Gutachten ist entscheidend
Ganz entscheidend ist laut Anwalt Bernhard Bense das Gutachten: „Das Gutachten ist für mich als Anwalt sehr wichtig. Erstmals hat ein Arzt darin festgestellt, dass ein Behandlungsfehler vorliegt.“ Es gibt dafür drei Wege: Bei den Gutachterkommissionen der Ärztekammern oder beim Medizinischen Dienst über die Krankenkassen kann ein Gutachten kostenfrei erstellt werden. Betroffene können auch privat einen unabhängigen Arzt beauftragen. Das ist kostspielig: Ein privates Gutachten kann 2000 Euro kosten.
Die Qualität der Gutachten unterscheidet sich: „Es kommt durchaus vor, dass Gutachten sehr knapp ausfallen“, sagt Bense. Für die Angehörigen, die sich an den SÜDKURIER gewandt haben, ist das eine schwierige Situation. Denn befriedigende Antworten auf ihre Fragen erhalten sie in diesem Fall nicht. Wichtig ist laut Anwalt Bense deshalb, beim Erstellen der Gutachten die richtigen Fragen zu stellen.

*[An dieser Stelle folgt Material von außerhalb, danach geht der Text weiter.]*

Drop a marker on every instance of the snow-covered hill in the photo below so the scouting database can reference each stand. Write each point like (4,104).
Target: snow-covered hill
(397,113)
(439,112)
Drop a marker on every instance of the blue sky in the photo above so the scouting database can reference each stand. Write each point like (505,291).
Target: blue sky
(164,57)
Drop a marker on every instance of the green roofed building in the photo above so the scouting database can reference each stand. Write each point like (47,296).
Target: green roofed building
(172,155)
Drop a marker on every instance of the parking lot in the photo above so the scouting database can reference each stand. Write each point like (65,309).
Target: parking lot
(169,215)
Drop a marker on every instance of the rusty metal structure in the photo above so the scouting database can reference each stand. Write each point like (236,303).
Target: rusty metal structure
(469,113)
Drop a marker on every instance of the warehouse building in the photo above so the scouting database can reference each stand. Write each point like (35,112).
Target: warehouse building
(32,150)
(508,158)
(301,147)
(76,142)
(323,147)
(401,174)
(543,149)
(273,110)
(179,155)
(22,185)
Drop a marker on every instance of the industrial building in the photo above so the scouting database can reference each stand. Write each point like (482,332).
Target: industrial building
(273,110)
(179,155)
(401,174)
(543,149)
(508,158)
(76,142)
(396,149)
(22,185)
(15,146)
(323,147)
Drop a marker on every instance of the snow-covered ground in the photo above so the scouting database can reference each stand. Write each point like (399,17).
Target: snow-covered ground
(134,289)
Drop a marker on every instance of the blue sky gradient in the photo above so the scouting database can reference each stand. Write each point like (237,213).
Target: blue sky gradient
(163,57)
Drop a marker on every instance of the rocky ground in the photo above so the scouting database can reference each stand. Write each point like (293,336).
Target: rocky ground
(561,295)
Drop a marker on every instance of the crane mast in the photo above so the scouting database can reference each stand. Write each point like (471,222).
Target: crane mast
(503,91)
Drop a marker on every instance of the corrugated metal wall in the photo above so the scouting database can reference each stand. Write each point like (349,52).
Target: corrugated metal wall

Überzeugt das Gutachten nicht, könne man versuchen, ein anderes Gutachten einzufordern, sagt er. „Ohne positives Gutachten wird ein Prozess nicht gewonnen.“
Mehr Kommunikation zwischen Ärzten und Patienten
Kommt es zu einem Gerichtsverfahren, handle es sich meist um zivilrechtliche Verfahren, erzählt Bernhard Bense. Den meisten Mandanten in seiner Kanzlei gehe es um die Forderung von Schadensersatz. „Den Patienten ist am meisten geholfen, wenn der entstandene Schaden wieder ausgeglichen wird“, sagt Bense. Wenn schwere Personenschaden entstünden, müssten hohe Pflege- oder Hausumbaukosten getragen werden.
Insgesamt sieht Bernhard Bense das Vorgespräch vor einer Behandlung als entscheidend an. Patienten müssten sich der Risiken ihrer Behandlung bewusst sein. Mehr Kommunikation zwischen Ärzten und Patienten würde laut Bense in vielen Fällen für Klarheit sorgen.
Bei den Patienten, die sich wegen Vorfällen am Klinikum Friedrichshafen an den SÜDKURIER gewandt hatten, bleiben weiterhin Fragen offen. „Wir würden gerne damit abschließen, aber wir können nicht“, sagt die Frau, die ihren Mann und den Vater ihrer beiden Kinder vor mehr als drei Jahren verloren hat. Sie möchte anonym bleiben. „Unerträgliche Schmerzen“ habe der Tod bei der Familie ausgelöst. Dieser Schmerz wird wohl für immer bleiben.